Let $PR$ be the diameter of the circumcircle of $ABC$ (Fig. 3). Then $ARBP$ is a rectangle. Since $BR$ is parallel to $PA$ we have $S_{PBK}=S_{PRK}$, which implies $$S_{BKL}=S_{LPR}.$$ Since $PA=BR$ we have $\angle PCA=\angle BPR=\angle LPR$. Also, because $CPAR$ is cyclic we have $\angle CAP=\angle CRP$. Hence $LPR$ and $PCA$ are similar triangles. Finally, we have $$S_{BKL}:S_{ACP}=S_{LPR}:S_{ACP}=P{R}^2:A{C}^2=A{B}^2:A{C}^2$$ which does not depend on the point $P$.

Second solution.

Denote the lengths of the sides and the sizes of the angles of the triangle $ABC$ by $a$, $b$, $c$ and $\alpha$, $\beta$, $\gamma$, respectively (Fig. 4). Let $\angle PAC=\phi$. Simple angle chasing gives $\angle CPB=\alpha$, $\angle PBC=\phi$, $\angle LCB=\angle ACP=\angle ABP=\beta -\phi$, $\angle BLC=\angle APC=90^{\circ }+\alpha$, $\angle PKL=\alpha$. Also, $AP=c\cos (\alpha +\phi )$, $BP=c\sin (\alpha +\phi )$.

Fig. 4

Using the sine law in $BCP$ and $BCL$ we get $$CP=\frac{BC\sin \phi }{\sin \alpha }=\frac{a\sin \phi }{\sin \alpha },$$ $$BL=\frac{BC\sin (\beta -\phi )}{\sin (90^{\circ }+\alpha )}=\frac{a\cos (\alpha +\phi )}{\cos \alpha }.$$ Then $$\begin{gathered} PL=BP-BL=c\sin (\alpha +\phi )-\frac{a\cos (\alpha +\phi )}{\cos \alpha }= \\ =\frac{c\sin (\alpha +\phi )\cos \alpha -c\sin \alpha \cos (\alpha +\phi )}{\cos \alpha }=\frac{c\sin \phi }{\cos \alpha }. \end{gathered}$$ $$KL=\frac{PL}{\sin \alpha }=\frac{c\sin \phi }{\sin \alpha \cos \alpha }.$$

$$\frac{S_{KLB}}{S_{APC}}=\frac{\frac{1}{2}BL\cdot KL\cdot \sin (90^{\circ }+\alpha )}{\frac{1}{2}AP\cdot CP\cdot \sin (90^{\circ }+\alpha )}=\frac{BL\cdot KL}{AP\cdot CP}=\frac{\frac{a\cos (\alpha +\phi )}{\cos \alpha }\cdot \frac{c\sin \phi }{\sin \alpha \cos \alpha }}{c\cos (\alpha +\phi )\cdot \frac{a\sin \phi }{\sin \alpha }}=\frac{1}{{\cos }^2\alpha },$$ and $\alpha$ is clearly independent on the choice of the point $P$.

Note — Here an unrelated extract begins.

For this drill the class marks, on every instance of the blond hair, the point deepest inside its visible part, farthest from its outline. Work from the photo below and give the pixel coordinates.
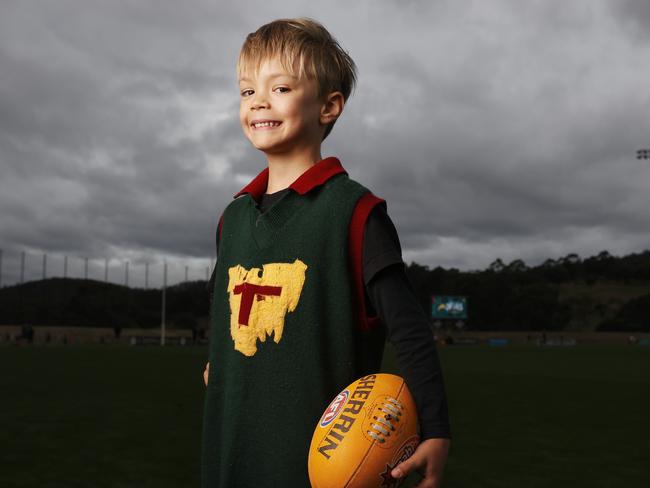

Remark. We can shorten the previous solution by noticing that from the angles we have a pair of similar triangles $BLC$, $APC$ (Fig. 4). Then $BL/AP=LC/PC$ and the desired ratio can be expressed as $$ \frac{S_{KLB}}{S_{APC}} = \frac{BL \cdot KL}{AP \cdot CP} = \frac{LC \cdot KL}{PC^2}.